In tema di assicurazione della responsabilità civile, il danneggiato non può agire direttamente confronti dell’assicuratore del responsabile del danno (salvi i casi eccezionalmente previsti dalla legge), atteso che egli è estraneo al rapporto tra il danneggiante-assicurato e l’assicuratore dello stesso.

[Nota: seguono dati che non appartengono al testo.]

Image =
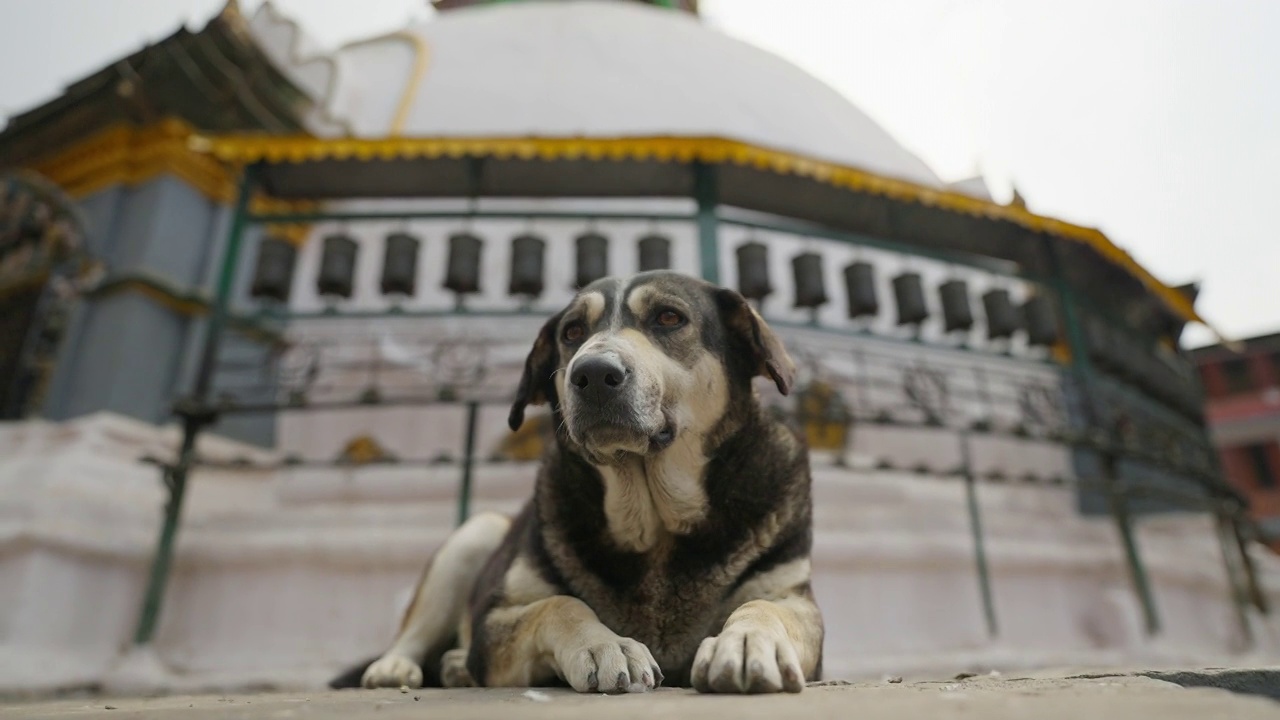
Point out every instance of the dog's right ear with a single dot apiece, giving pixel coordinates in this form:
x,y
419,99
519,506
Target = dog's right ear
x,y
538,383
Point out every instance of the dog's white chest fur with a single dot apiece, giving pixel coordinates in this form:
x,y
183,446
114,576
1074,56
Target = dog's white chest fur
x,y
645,499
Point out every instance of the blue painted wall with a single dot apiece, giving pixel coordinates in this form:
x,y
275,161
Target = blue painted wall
x,y
127,352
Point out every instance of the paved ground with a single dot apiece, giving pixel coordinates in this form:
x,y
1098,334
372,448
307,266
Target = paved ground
x,y
1098,696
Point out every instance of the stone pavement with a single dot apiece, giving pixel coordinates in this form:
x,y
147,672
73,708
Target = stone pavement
x,y
1040,696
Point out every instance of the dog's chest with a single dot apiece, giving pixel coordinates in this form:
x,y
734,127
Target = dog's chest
x,y
670,615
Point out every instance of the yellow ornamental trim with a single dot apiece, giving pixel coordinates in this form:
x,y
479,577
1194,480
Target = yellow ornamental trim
x,y
131,155
712,150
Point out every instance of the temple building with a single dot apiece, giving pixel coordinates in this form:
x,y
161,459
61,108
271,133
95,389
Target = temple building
x,y
270,305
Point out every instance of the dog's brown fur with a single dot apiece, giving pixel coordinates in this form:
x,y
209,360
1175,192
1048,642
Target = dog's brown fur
x,y
671,524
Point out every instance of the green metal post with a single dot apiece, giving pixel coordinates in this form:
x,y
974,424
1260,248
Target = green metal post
x,y
1116,497
1119,502
1251,572
196,415
467,463
979,548
708,224
1233,578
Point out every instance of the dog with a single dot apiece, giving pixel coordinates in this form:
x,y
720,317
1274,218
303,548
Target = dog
x,y
670,531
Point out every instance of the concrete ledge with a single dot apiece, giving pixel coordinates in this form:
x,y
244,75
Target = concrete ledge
x,y
1130,696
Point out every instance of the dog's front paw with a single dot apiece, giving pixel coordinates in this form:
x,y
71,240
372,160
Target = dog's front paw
x,y
752,660
612,665
393,671
453,669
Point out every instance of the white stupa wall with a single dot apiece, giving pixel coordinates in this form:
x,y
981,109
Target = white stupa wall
x,y
284,577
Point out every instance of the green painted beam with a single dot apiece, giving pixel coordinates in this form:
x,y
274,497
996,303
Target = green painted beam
x,y
708,223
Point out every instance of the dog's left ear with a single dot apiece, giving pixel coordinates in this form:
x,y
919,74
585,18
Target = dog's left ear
x,y
744,322
539,367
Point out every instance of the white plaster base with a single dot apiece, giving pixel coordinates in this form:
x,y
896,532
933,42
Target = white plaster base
x,y
283,578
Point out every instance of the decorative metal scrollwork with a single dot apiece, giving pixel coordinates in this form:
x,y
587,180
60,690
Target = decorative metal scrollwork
x,y
926,390
1040,406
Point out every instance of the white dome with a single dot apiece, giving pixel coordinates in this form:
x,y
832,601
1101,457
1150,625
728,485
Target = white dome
x,y
584,68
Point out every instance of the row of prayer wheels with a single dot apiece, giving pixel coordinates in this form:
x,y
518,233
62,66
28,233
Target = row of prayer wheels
x,y
1037,315
464,273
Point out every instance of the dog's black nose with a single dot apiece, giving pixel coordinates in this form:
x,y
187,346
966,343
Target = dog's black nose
x,y
598,377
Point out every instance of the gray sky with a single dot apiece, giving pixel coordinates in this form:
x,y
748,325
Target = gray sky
x,y
1156,121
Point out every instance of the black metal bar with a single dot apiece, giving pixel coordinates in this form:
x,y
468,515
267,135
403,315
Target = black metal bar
x,y
383,215
467,463
808,229
979,548
1232,563
195,415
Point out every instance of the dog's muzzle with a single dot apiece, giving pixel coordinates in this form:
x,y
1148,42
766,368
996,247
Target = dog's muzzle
x,y
599,379
609,411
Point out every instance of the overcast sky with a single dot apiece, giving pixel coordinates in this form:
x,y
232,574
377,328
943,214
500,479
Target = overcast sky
x,y
1156,121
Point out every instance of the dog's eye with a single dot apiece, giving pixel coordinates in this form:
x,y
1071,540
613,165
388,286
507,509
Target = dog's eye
x,y
574,332
670,318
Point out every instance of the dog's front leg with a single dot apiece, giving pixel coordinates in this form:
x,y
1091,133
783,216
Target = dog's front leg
x,y
561,637
766,646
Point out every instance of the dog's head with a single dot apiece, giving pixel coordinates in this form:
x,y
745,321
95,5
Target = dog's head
x,y
634,363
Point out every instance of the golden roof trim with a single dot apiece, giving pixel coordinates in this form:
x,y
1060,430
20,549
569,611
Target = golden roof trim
x,y
713,150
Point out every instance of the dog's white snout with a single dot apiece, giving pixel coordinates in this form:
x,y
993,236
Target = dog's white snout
x,y
599,376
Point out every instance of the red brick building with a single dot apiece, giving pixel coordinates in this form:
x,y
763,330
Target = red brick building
x,y
1243,409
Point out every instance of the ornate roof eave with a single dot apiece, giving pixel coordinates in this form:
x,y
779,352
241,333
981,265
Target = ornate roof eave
x,y
274,150
215,78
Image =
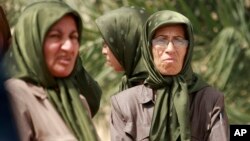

Soltanto l’assicurato è legittimato, pertanto, ad agire nei confronti dell’assicuratore, e non anche il terzo-danneggiato, nei confronti del quale l’assicuratore non è tenuto per vincolo contrattuale, né a titolo di responsabilità aquiliana.

RISARCIMENTO DANNI – Assicurazione contro i danni – Diritto dell’assicurato all’indennizzo – Rischio assicurato – Ambito della garanzia – Onere della prova – Onere dell’assicurato-danneggiato – Evento coperto dalla garanzia.

In tema di assicurazione contro i danni il fatto costitutivo del diritto dell’assicurato all’indennizzo consiste in un danno verificatosi in dipendenza di un rischio assicurato e nell’ambito spaziale e temporale in cui la garanzia opera, con la conseguenza che ai sensi dell’art. 2697 c.c. spetta all’assicurato-danneggiato dimostrare che si è verificato un evento coperto dalla garanzia assicurativa e che esso ha causato il danno di cui reclama il ristoro.

 

CORTE DI CASSAZIONE Penale, Sez. 4°, 15 aprile 2025 (ud. 5/12/2024), Sentenza n. 14796 (Pres. Dovere, Est. Cenci)

231 – Responsabilità degli enti – D.lgs. n. 231/2001 – Criteri d’imputazione oggettiva – Fatto illecito – Reato presupposto – Interesse dell’ente – Vantaggio dell’ente.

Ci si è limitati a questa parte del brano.